Needless to say, selfishness is the greatest obstacle that hinders us from becoming living images of love. St. Paul said, “Love is patient.” But why am I so impatient? The answer is simple: because I only think of myself, my own schedule, and my own benefit. I do not take into consideration the situation and the welfare of others. “Love is kind.” Why am I unkind and rude towards others? It is because I only care about myself, and I do not mind if I hurt or harm them. “Love is not jealous, it does not seek its own interests, it does not rejoice over wrongdoing.” But why am I jealous? Why am I eager to talk about the mistakes and sins of others? It is because I believe I am superior to the rest. So I resent the gifts and talents of others and I am glad if they fail. “Love does not brood over injury.” I cannot do that because my ego was hurt and I cannot forgive. Indeed, selfishness is the greatest enemy of love. Where there is selfishness, there is no possibility of love, and where love is absent, God is absent too.
This is what happened in the Gospel. The people of Nazareth rejected Jesus, and even attempted to kill him. The reason for this is the same: selfishness. They could not accept the truth that God plays no favorites; that this ordinary carpenter of Nazareth is now more famous and powerful than them. They could not accept the truth because it destroys their belief and feeling of superiority and it hurts their pride. Hence, they could not accept Jesus.

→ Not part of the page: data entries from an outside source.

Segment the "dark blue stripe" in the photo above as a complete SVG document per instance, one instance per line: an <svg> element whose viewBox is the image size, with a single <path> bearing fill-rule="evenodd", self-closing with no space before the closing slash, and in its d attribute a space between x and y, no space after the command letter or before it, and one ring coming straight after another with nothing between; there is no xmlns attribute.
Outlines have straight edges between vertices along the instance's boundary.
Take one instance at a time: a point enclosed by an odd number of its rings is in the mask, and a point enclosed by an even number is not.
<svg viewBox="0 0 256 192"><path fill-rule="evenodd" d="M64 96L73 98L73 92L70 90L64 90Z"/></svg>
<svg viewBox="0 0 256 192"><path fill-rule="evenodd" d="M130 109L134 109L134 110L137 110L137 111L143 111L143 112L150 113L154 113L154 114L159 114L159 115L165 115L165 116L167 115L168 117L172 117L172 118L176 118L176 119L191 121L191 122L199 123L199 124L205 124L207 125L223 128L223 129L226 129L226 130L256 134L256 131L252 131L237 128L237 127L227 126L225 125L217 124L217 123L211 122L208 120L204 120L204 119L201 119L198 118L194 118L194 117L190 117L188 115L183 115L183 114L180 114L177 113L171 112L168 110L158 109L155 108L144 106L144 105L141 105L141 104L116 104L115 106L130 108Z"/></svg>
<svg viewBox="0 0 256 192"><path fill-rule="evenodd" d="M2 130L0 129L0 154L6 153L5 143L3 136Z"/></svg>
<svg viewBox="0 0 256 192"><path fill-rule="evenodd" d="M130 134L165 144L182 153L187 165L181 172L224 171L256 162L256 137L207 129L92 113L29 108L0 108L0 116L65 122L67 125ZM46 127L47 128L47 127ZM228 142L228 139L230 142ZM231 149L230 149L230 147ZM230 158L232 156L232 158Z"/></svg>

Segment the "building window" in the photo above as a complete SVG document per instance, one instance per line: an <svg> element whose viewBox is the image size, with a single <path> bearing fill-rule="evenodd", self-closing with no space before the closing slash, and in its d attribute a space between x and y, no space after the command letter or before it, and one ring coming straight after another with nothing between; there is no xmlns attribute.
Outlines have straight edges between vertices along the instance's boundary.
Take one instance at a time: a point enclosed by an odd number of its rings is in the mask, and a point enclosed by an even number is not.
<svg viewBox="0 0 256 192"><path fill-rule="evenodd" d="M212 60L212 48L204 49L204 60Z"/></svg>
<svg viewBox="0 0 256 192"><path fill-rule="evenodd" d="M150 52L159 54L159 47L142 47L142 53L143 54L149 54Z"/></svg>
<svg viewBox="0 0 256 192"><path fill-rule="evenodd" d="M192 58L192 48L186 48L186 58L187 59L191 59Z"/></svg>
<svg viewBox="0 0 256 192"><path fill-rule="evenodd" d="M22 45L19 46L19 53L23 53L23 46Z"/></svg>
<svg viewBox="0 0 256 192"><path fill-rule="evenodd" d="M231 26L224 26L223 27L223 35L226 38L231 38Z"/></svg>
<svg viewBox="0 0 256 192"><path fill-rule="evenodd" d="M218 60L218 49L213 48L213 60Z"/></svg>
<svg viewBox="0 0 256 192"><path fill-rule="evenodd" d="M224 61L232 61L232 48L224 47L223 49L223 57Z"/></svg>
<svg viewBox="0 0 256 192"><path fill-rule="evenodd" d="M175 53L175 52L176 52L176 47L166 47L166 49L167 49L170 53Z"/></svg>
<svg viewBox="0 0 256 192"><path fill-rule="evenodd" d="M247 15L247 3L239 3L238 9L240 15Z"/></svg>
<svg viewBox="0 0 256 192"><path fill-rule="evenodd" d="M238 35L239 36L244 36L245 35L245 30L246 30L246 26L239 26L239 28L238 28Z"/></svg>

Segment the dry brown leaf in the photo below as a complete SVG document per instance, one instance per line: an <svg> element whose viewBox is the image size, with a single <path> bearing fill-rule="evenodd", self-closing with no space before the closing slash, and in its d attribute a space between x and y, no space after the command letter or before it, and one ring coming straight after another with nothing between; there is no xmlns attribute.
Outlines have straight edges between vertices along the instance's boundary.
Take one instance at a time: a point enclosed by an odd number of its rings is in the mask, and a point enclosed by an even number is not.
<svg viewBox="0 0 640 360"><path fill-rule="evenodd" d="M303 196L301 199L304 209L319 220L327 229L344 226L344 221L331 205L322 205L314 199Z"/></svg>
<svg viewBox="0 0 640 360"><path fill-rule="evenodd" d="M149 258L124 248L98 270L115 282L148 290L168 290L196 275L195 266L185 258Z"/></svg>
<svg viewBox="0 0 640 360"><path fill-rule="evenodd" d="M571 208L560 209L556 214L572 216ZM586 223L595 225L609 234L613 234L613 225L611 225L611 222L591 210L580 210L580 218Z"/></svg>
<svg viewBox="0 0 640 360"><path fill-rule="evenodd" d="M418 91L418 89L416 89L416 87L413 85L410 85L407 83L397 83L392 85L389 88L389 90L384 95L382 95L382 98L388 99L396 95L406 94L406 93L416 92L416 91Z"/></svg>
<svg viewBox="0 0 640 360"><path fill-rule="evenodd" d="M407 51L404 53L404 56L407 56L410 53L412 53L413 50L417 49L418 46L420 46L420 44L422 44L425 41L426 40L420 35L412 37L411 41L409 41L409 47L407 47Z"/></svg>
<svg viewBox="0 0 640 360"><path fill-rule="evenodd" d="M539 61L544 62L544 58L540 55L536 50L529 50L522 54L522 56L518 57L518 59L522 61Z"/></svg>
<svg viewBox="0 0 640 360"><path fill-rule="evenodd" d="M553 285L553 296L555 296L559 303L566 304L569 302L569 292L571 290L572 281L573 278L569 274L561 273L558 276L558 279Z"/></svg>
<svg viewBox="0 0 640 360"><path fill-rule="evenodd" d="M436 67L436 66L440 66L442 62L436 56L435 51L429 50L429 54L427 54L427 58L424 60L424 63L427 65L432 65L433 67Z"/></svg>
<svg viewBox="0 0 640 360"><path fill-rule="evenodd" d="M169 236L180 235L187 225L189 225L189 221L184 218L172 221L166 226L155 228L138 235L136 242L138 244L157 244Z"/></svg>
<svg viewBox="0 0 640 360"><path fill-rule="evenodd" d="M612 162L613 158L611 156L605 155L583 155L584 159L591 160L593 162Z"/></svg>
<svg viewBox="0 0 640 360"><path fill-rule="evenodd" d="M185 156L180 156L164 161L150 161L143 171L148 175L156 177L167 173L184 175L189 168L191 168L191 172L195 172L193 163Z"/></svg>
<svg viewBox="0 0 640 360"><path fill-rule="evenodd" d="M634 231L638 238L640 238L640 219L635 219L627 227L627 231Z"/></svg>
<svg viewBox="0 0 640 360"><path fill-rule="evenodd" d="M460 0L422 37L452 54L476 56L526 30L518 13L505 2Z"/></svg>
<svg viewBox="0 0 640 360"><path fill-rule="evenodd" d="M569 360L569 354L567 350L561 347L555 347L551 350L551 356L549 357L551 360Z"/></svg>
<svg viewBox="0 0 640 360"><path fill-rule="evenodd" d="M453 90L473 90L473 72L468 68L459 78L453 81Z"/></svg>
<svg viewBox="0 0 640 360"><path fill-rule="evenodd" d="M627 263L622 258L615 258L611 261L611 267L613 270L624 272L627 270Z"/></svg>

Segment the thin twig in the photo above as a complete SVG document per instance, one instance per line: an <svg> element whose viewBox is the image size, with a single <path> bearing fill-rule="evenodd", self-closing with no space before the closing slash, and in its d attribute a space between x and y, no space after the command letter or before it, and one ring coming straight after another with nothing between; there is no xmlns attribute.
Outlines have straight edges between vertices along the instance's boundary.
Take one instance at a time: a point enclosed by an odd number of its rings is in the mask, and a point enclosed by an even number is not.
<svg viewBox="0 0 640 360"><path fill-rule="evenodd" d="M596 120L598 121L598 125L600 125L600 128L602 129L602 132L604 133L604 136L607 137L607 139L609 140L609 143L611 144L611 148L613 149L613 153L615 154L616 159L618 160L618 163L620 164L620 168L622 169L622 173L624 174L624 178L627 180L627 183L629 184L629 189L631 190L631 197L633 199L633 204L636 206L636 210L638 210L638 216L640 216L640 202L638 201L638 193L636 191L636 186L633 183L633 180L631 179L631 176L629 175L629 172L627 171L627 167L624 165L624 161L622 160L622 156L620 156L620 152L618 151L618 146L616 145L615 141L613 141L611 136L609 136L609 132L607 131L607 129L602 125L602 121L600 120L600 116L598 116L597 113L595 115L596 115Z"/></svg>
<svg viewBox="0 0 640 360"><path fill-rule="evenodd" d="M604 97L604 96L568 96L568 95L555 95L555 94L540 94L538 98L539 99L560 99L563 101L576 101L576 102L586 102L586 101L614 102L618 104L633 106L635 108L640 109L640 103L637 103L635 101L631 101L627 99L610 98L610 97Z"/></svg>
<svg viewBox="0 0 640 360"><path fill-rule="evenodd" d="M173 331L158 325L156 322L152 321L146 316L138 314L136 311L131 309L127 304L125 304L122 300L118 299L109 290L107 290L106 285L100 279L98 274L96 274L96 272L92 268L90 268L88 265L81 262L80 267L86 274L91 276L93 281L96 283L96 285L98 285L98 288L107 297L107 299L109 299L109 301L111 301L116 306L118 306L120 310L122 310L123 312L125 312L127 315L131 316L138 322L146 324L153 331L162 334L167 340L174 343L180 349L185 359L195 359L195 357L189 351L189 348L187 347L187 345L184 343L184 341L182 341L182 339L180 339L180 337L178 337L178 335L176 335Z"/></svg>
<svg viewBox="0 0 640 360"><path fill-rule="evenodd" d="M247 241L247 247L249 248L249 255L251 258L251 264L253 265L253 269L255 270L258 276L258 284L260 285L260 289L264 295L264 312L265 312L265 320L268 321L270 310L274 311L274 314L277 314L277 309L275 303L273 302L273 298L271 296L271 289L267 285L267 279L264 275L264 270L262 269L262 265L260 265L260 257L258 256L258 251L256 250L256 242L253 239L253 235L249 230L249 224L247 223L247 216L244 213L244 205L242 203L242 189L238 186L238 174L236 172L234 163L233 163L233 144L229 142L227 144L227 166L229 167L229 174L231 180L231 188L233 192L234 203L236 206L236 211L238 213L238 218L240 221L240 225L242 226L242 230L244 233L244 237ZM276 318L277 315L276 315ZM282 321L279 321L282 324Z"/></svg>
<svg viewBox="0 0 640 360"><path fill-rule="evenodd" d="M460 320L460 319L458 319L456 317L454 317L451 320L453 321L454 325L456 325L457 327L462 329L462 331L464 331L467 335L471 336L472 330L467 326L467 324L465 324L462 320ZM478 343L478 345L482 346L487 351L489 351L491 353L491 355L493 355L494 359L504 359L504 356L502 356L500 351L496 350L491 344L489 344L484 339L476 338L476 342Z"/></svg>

To really love, we need a great amount of humility and selfless disposition. A lot of unresolved conflicts in our family and among friends are caused by pride and selfishness. Our hearts remain wounded for so long because we are too proud to admit our mistakes and we refuse to reconcile. Many people are hurting due to self-inflicted wounds. In this Mass, let us pray that we may learn to truly love so that our hearts will once again discover supreme joy and lasting peace.